Astrix landed $45 million in Series B funding for its identity management service focused on "non-human identities," used to verify computers and other devices on a network.
Stainless scored $25 million in Series A funding to help companies generate software-development kits for users of their own products.
Gentrace raised $8 million in Series A funding for its testing software, which allows customers to fine-tune performance and detect errors in their AI agents and other generative AI applications.
Oracle missed Wall Street expectations for revenue and profit, and its stock fell nearly 7% Tuesday.
MongoDB beat expectations for its third quarter, but its stock also fell Tuesday upon the news that its chief financial officer would be leaving the company.

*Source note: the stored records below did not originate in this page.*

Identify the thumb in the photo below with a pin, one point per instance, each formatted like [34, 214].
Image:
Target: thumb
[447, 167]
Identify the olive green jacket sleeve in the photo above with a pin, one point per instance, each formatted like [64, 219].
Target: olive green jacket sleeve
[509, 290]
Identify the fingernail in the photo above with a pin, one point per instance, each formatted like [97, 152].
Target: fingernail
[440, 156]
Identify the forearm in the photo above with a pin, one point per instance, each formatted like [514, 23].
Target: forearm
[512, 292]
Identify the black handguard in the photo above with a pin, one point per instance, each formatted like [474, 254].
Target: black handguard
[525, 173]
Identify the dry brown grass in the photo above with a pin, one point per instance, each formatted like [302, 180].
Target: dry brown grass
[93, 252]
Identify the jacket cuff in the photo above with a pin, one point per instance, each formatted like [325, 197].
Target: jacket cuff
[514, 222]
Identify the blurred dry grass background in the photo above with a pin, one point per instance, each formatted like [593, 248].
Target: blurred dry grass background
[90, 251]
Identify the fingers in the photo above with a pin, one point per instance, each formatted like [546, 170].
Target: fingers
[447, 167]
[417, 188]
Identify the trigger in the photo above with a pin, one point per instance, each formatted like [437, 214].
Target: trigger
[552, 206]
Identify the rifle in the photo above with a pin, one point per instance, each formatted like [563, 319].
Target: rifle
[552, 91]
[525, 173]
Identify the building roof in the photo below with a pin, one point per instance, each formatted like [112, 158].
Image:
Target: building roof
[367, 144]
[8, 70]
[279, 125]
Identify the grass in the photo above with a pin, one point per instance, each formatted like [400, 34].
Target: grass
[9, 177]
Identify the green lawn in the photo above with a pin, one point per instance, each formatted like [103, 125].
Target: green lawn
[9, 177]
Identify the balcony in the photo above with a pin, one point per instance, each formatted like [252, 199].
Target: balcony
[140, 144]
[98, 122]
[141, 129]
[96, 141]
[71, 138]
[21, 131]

Snowflake will no longer allow customers to use single-factor authentication methods to access its service after November 2025, closing a loophole that allowed attackers to make off with boatloads of sensitive data from improperly secured accounts earlier this year.
Chicago is considering an increase to a tax on cloud computing services used by companies based in the city, which is hard to believe exists in the first place.
Thanks for reading — see you Thursday!